Lead plaintiff Glendale Elementary School District was joined by three other school districts, the School Boards Association, the Arizona Education Association, Arizona School Administrators Inc., the Arizona Association of School Business Officials and two taxpayers, in the May 1 lawsuit in Maricopa County Court.
They claim that despite three Arizona Supreme Court opinions from 1994 through 1998, that the state is financially responsible for school maintenance, Arizona has failed to provide school districts with adequate capital funding, to ensure that buildings, facilities and equipment meet minimum standards.
Tim Hogan, an attorney for the coalition, said at a news conference Monday that if Arizona is serious about funding education it can start by eliminating tax cuts. Hogan is with the Arizona Center for Law in the Public Interest, which filed a similar suit against the state more than two decades ago that spawned the state Supreme Court rulings.
“The state’s failure to provide funding for school buildings, facilities and equipment that meet the minimum standards and ensure that students have the equipment and facilities necessary to achieve the state’s academic standards also results in some school district taxpayers providing the necessary funding through local property taxation,” the complaint states. “In effect, the state has transferred its constitutional obligation to fund public schools to local taxpayers.”
The school districts say that after paying for maintenance and operations, they have “little to no funds” to cover new schools, additions to schools, renovations and repairs. They also struggle to meet needs for books, buses and technology.
John Scholl, superintendent of the co-plaintiff Chino Valley Unified School District, detailed some of his district’s woes during the news conference.
“We have 31 buses; two of those are from 1980,” Scholl said. “We recently borrowed a bus for an extended period of time from a neighboring school district because we didn’t have enough functioning buses to get our kids to school.”

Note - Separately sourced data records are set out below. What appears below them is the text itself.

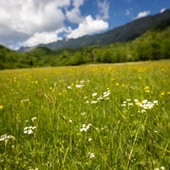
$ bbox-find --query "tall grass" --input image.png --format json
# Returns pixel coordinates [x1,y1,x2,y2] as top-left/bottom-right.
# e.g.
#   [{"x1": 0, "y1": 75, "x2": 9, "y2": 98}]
[{"x1": 0, "y1": 60, "x2": 170, "y2": 170}]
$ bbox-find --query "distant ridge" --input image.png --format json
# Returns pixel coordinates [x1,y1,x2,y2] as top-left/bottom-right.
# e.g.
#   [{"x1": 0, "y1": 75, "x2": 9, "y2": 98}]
[{"x1": 19, "y1": 9, "x2": 170, "y2": 52}]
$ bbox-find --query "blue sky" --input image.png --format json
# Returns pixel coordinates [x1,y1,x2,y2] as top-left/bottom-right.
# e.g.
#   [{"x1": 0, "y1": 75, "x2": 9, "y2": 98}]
[{"x1": 0, "y1": 0, "x2": 170, "y2": 49}]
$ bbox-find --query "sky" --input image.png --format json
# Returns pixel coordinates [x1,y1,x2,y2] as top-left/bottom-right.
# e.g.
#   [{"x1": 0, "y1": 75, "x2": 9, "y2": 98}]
[{"x1": 0, "y1": 0, "x2": 170, "y2": 50}]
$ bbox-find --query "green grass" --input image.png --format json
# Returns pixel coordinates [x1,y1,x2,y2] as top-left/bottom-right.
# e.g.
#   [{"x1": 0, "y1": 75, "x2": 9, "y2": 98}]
[{"x1": 0, "y1": 60, "x2": 170, "y2": 170}]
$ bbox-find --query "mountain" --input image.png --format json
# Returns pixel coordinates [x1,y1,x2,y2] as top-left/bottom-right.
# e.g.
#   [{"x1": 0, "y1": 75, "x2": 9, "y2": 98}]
[{"x1": 19, "y1": 10, "x2": 170, "y2": 52}]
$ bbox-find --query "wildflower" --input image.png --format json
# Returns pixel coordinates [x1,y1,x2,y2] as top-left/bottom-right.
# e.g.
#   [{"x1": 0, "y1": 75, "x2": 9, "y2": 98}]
[
  {"x1": 0, "y1": 105, "x2": 4, "y2": 109},
  {"x1": 140, "y1": 109, "x2": 146, "y2": 113},
  {"x1": 81, "y1": 112, "x2": 86, "y2": 116},
  {"x1": 103, "y1": 90, "x2": 111, "y2": 98},
  {"x1": 67, "y1": 86, "x2": 72, "y2": 90},
  {"x1": 24, "y1": 126, "x2": 36, "y2": 135},
  {"x1": 121, "y1": 103, "x2": 126, "y2": 107},
  {"x1": 153, "y1": 100, "x2": 158, "y2": 105},
  {"x1": 85, "y1": 100, "x2": 89, "y2": 104},
  {"x1": 134, "y1": 99, "x2": 139, "y2": 103},
  {"x1": 80, "y1": 80, "x2": 85, "y2": 84},
  {"x1": 31, "y1": 117, "x2": 37, "y2": 122},
  {"x1": 89, "y1": 152, "x2": 95, "y2": 159},
  {"x1": 88, "y1": 138, "x2": 92, "y2": 142},
  {"x1": 0, "y1": 134, "x2": 15, "y2": 141},
  {"x1": 76, "y1": 84, "x2": 84, "y2": 88},
  {"x1": 161, "y1": 92, "x2": 165, "y2": 96},
  {"x1": 92, "y1": 93, "x2": 97, "y2": 97},
  {"x1": 91, "y1": 100, "x2": 97, "y2": 104},
  {"x1": 80, "y1": 124, "x2": 91, "y2": 132}
]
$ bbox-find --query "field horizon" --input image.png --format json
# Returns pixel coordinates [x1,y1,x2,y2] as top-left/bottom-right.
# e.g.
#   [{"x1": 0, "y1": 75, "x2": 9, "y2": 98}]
[{"x1": 0, "y1": 60, "x2": 170, "y2": 170}]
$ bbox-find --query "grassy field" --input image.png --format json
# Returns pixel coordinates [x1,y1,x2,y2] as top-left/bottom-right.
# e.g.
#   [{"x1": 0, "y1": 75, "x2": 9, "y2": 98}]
[{"x1": 0, "y1": 60, "x2": 170, "y2": 170}]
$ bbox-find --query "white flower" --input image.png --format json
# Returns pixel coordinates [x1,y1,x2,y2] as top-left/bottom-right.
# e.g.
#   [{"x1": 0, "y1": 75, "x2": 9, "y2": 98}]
[
  {"x1": 92, "y1": 93, "x2": 97, "y2": 97},
  {"x1": 80, "y1": 80, "x2": 85, "y2": 84},
  {"x1": 76, "y1": 84, "x2": 84, "y2": 88},
  {"x1": 89, "y1": 152, "x2": 95, "y2": 159},
  {"x1": 80, "y1": 124, "x2": 91, "y2": 132},
  {"x1": 134, "y1": 99, "x2": 139, "y2": 103},
  {"x1": 24, "y1": 126, "x2": 36, "y2": 135},
  {"x1": 88, "y1": 138, "x2": 92, "y2": 142},
  {"x1": 97, "y1": 96, "x2": 104, "y2": 100},
  {"x1": 91, "y1": 100, "x2": 97, "y2": 104},
  {"x1": 81, "y1": 112, "x2": 86, "y2": 116},
  {"x1": 103, "y1": 90, "x2": 111, "y2": 98},
  {"x1": 67, "y1": 86, "x2": 72, "y2": 90},
  {"x1": 153, "y1": 100, "x2": 158, "y2": 105},
  {"x1": 140, "y1": 109, "x2": 146, "y2": 113},
  {"x1": 31, "y1": 117, "x2": 37, "y2": 122},
  {"x1": 0, "y1": 134, "x2": 15, "y2": 141}
]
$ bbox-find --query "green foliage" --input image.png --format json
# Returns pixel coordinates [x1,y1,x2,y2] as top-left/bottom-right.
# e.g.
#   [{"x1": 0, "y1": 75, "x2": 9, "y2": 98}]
[{"x1": 0, "y1": 60, "x2": 170, "y2": 170}]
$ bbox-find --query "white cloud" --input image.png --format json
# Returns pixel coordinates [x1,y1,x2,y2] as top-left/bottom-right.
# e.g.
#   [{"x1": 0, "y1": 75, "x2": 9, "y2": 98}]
[
  {"x1": 66, "y1": 0, "x2": 84, "y2": 23},
  {"x1": 135, "y1": 11, "x2": 150, "y2": 19},
  {"x1": 0, "y1": 0, "x2": 109, "y2": 49},
  {"x1": 23, "y1": 28, "x2": 67, "y2": 47},
  {"x1": 160, "y1": 8, "x2": 166, "y2": 13},
  {"x1": 125, "y1": 9, "x2": 131, "y2": 16},
  {"x1": 0, "y1": 0, "x2": 71, "y2": 46},
  {"x1": 0, "y1": 0, "x2": 70, "y2": 34},
  {"x1": 97, "y1": 0, "x2": 110, "y2": 20},
  {"x1": 67, "y1": 15, "x2": 109, "y2": 38}
]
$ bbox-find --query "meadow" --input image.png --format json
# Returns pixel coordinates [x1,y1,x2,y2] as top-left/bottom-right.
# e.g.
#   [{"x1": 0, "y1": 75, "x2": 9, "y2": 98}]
[{"x1": 0, "y1": 60, "x2": 170, "y2": 170}]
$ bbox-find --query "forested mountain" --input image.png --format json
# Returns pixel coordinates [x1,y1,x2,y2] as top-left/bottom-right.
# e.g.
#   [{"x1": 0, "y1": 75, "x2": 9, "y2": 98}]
[
  {"x1": 0, "y1": 10, "x2": 170, "y2": 69},
  {"x1": 20, "y1": 10, "x2": 170, "y2": 51}
]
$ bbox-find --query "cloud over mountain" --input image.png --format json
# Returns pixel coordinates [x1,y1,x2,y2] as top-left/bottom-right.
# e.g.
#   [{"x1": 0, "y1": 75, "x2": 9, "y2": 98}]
[{"x1": 0, "y1": 0, "x2": 108, "y2": 47}]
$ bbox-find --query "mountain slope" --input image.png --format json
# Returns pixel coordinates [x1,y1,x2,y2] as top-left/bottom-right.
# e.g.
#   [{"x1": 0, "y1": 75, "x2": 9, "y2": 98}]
[{"x1": 33, "y1": 10, "x2": 170, "y2": 50}]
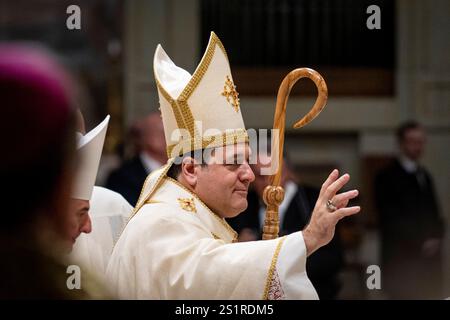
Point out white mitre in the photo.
[72,115,109,200]
[134,32,248,212]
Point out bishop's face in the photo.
[195,143,255,218]
[66,198,92,248]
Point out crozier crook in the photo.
[263,68,328,240]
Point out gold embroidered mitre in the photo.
[153,32,248,159]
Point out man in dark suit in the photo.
[228,155,344,300]
[106,113,167,206]
[375,122,444,299]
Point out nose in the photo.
[80,214,92,233]
[240,162,255,183]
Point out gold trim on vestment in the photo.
[165,176,238,241]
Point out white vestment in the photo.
[106,169,318,299]
[70,186,133,277]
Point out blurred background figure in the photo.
[0,44,82,298]
[0,0,450,299]
[228,154,344,299]
[106,112,167,206]
[375,121,444,299]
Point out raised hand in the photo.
[303,169,361,256]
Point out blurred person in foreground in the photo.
[228,152,344,300]
[0,44,89,299]
[106,32,360,299]
[375,121,444,299]
[106,113,167,206]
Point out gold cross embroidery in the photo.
[178,198,197,213]
[222,76,239,112]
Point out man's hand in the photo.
[303,169,361,256]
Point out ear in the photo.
[181,157,197,188]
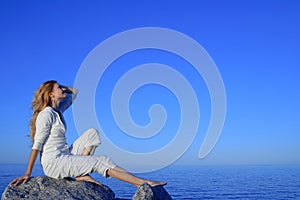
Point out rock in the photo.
[1,176,115,200]
[132,183,172,200]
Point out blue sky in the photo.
[0,0,300,168]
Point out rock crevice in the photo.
[1,176,171,200]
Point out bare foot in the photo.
[75,175,102,186]
[146,180,167,187]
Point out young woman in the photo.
[10,80,166,186]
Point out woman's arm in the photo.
[10,149,39,186]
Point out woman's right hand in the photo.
[9,174,30,186]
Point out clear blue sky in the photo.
[0,0,300,169]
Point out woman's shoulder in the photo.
[37,106,56,121]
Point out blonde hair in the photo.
[29,80,57,142]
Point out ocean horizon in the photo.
[0,164,300,200]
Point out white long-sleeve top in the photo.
[32,94,75,165]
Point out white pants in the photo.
[43,129,116,179]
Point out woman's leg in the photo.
[71,129,102,185]
[107,167,167,187]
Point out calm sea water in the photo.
[0,165,300,200]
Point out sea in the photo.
[0,164,300,200]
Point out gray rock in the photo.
[1,176,115,200]
[132,183,172,200]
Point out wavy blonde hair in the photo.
[29,80,57,142]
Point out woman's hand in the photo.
[9,174,30,186]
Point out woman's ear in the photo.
[49,92,54,99]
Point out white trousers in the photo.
[43,129,116,179]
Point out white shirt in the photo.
[32,95,75,165]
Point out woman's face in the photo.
[51,83,67,100]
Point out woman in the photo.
[10,80,166,186]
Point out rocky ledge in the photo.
[1,176,171,200]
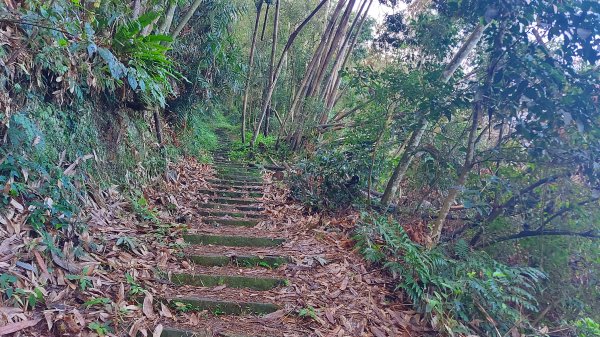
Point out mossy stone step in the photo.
[217,172,263,183]
[204,218,259,227]
[159,327,267,337]
[202,203,265,212]
[209,196,261,205]
[198,210,266,219]
[206,178,263,188]
[183,234,285,247]
[198,189,263,198]
[167,297,279,315]
[171,273,286,290]
[187,255,289,268]
[211,184,263,192]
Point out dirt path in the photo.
[149,137,420,337]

Two schools in the Glendale Elementary School District had to be closed this year due to structural deficiencies. The district is also a plaintiff.
“We have to stop ignoring over 1 million students who have chosen to attend public school districts,” said Mike Barragan, assistant superintendent of Glendale Elementary School District.
Gov. Doug Ducey, a Republican, said Monday that the state had a budget deficit, but is now balanced.
“We are investing,” Ducey said. “We are investing in education. We’ve got money for capital and construction.”
In 1998, a court settlement provided Arizona schools with $1.2 billion to correct building deficiencies. That money stopped rolling in a decade later, though, and in 2013 the state repealed the funding.
“As a result of these legislative changes enacted in the past five years, the state no longer provides any dedicated capital funding directly to school districts to ensure that their building and equipment meet state standards,” the complaint states.
According to the coalition, maintenance and operations were underfunded by more than $230 million from 2013 through 2015, and more than $350 million in 2016 and 2017. Only about $70 million was available to school districts for fiscal year 2017, the schools say.
The coalition seeks declaratory judgment that Arizona’s school finance system is unconstitutional because the state is required “to insure the proper maintenance of all educational institutions and to provide for their development and improvement.”